By Gavin Mee, Head of Salesforce, UK
A decade ago, if someone told you that when they emptied their fridge, the fridge automatically sent a shopping list to the supermarket, would you believe them? Over the last few years, technology innovations have allowed businesses and brands to change how we shop and interact with them.
This technology allows them to deliver seamless, multi-channel customer experiences – regardless of size or industry. And this should be no different in the retail banking sector. As consumers, we’ve got used to the star treatment – in fact, research into customer experience shows that 77% of UK consumers agree they now expect companies to provide a consistent experience. Consumers want to interact with brands via the most convenient channel, at the most convenient time for them – whether that’s on mobile, social media, website, or in-person.
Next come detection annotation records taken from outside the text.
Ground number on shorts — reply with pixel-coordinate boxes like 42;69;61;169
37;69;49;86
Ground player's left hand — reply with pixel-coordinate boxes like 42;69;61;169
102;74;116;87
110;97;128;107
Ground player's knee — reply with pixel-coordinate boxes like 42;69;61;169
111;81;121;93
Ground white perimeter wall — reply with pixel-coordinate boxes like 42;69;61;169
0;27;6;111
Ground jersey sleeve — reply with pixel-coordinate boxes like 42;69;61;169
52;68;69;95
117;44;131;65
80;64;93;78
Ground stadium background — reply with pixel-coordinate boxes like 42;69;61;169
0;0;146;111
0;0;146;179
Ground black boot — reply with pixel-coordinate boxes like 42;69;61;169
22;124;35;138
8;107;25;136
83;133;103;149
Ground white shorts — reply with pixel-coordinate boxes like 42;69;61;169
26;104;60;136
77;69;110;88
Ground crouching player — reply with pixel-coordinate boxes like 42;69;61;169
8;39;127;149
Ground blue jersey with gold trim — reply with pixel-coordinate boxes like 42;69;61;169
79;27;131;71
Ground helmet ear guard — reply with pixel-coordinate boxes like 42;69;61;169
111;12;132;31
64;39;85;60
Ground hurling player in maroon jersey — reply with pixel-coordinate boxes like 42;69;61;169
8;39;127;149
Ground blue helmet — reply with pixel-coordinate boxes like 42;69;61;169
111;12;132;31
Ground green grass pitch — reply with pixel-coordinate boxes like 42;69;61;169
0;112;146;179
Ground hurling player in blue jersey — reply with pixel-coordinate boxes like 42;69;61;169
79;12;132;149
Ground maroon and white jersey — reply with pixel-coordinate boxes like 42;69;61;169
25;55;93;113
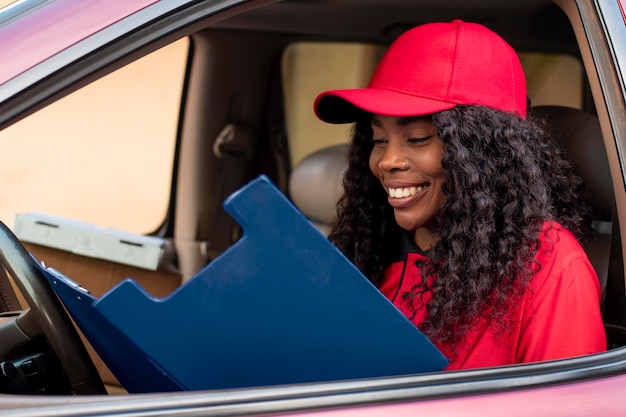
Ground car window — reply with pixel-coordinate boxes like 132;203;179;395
283;42;584;165
0;40;188;233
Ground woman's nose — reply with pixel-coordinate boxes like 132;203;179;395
378;145;409;171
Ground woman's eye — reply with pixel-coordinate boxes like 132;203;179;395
407;136;432;145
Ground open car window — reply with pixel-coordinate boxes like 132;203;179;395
0;0;626;416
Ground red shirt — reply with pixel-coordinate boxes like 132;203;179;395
380;223;606;369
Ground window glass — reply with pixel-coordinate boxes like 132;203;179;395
0;40;188;233
283;42;583;165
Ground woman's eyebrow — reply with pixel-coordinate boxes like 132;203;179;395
396;116;430;126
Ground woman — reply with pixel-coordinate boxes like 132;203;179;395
315;21;606;369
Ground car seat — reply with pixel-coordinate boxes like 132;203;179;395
530;106;615;293
289;144;348;234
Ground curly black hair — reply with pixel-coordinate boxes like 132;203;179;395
329;106;594;346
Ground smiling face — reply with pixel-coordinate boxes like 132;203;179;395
369;115;446;250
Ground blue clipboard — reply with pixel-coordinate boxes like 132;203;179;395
41;176;448;393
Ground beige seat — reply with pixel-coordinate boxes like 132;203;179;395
289;144;348;234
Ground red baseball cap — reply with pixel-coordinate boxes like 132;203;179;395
314;20;527;123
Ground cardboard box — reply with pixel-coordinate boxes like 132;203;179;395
16;242;181;386
13;212;165;271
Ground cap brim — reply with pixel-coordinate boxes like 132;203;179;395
313;88;456;123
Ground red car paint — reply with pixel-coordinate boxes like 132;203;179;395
0;0;157;84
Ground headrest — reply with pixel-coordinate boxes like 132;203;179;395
530;106;615;220
289;144;348;228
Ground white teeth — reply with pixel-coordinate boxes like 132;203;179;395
389;186;424;198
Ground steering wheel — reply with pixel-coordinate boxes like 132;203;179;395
0;221;107;394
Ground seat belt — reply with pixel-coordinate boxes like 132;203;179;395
602;207;626;326
201;123;253;261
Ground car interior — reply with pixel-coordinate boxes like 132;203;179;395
0;0;626;404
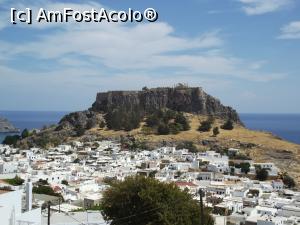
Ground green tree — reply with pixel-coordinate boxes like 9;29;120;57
240;162;250;174
256;168;269;181
99;120;105;128
175;112;191;131
176;141;198;153
61;180;69;186
2;135;21;146
4;175;24;186
221;119;234;130
157;123;170;135
213;127;220;137
101;176;214;225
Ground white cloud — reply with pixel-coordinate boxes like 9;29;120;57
237;0;293;15
278;21;300;39
0;2;283;93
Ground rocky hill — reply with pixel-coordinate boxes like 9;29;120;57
0;118;19;133
90;86;241;123
18;86;300;184
58;85;242;130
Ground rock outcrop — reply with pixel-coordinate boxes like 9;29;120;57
90;87;241;124
57;86;242;130
0;118;19;133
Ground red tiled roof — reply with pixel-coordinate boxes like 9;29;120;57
175;181;197;187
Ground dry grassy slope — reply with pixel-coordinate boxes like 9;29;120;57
85;114;300;185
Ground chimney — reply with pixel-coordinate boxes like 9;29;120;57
26;179;32;211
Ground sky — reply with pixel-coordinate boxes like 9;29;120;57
0;0;300;113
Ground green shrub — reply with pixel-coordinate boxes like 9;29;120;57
221;119;234;130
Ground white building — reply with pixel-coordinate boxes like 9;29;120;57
0;187;41;225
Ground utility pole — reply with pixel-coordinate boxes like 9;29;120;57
48;201;51;225
199;188;204;225
58;197;60;213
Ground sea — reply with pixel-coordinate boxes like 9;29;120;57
0;111;300;144
0;111;68;143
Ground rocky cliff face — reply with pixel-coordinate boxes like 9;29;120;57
90;87;241;123
0;118;19;133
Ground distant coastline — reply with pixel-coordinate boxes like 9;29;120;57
239;113;300;144
0;111;300;144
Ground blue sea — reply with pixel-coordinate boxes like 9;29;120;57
0;111;68;143
240;113;300;144
0;111;300;144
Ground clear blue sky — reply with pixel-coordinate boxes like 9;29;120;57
0;0;300;113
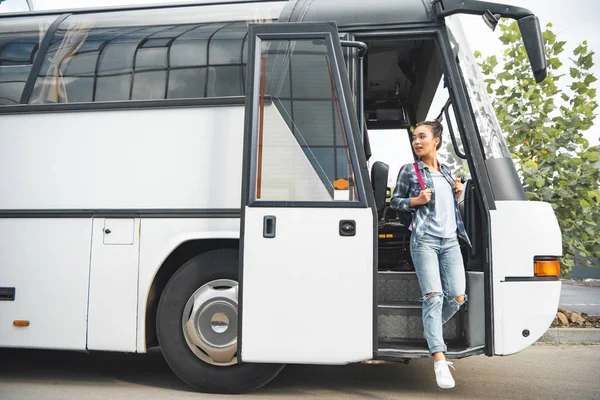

It’s this customer-centric approach which is helping the best businesses edge ahead of competitors.
Innovation and Trust
But in reality, many traditional retail banks aren’t edging ahead but instead playing catch-up. According to Salesforce’s 2017 Connected Banking Customer Report, only 1 in 10 UK customers strongly agree that the banking industry is innovating at the same pace as other industries, such as retail, healthcare and technology. As worryingly, less than a third of all Brits strongly agreed they trust their banks with their financial information. Only 15% of customers strongly agreed that banks have their best interests at heart.
This consumer sentiment is fuelling the growth of agile, mobile-first startups which are disrupting the traditional banking model. These are challenger banks offering digitised services to deliver a personalised, secure and convenient customer experience. Much of their success rests on customer centricity; they understand how customers want to interact with them and what they want from a bank.
Online or offline?
The winning formula isn’t just a blanket technology approach. In fact, different technologies suit different services. While banking websites are now the most popular way to carry out routine transactions among traditional players, other digital channels are lagging behind. Just 1% of customers who have a current or savings account will communicate with their banks via IM or chat for tasks like seeking investment advice. When customers require service that extends beyond making simple transactions, they are more comfortable with in-person interactions. For example, twenty-four per cent go in-branch to seek investment advice from an advisor, 23% do so for advice on accounts or service needs. Once again, this suggests that trust and personal service are paramount for customers.
Joining the dots
It strikes me that today, banks must blend the physical, in-branch experience with online and mobile to provide a seamless, secure and personal journey to their customers. It’s not enough in this connected era to offer a static customer engagement model. Banks are challenged with engaging different audience segments, with different needs and difference preferences when it comes to interaction. In order to keep customers happy and boost trust levels, it’s time to forget the typical ‘one-size-fits-all’ approach.
Technology can play a pivotal role in helping banks achieve a more customer-centric approach. Innovative cloud-based solutions are enabling banks to join the dots between social, mobile, web, telephone and in-person services. Each of these touch points provide banks with key customer data. By breaking down the siloes which have traditionally existed, they are able to gain a more holistic overview of each individual customer experience – their last interaction, what they required and the outcome. It means that banks can intelligently combine all of this data and achieve a single view of each customer, in real time. The result? A far more personalised service.
I truly believe that this is a golden opportunity for traditional UK banks; since we know that the in-branch experience remains important to customers, those banks that successfully blend online and offline services will likely still be successful tomorrow. Additionally, a joined up approach will help level the playing field with emerging disruptors.
Looking ahead
I also believe that this approach is key in future-proofing the banking model and securing loyalty from younger customers. While the younger audience doesn’t have a great deal of spending power today, it’s worth considering their future potential. This typically digital-native group is truly shaping how all industries deliver services. Those banks that understand this now, and adopt an agile approach to service delivery which boosts trust, could benefit from decades of loyalty.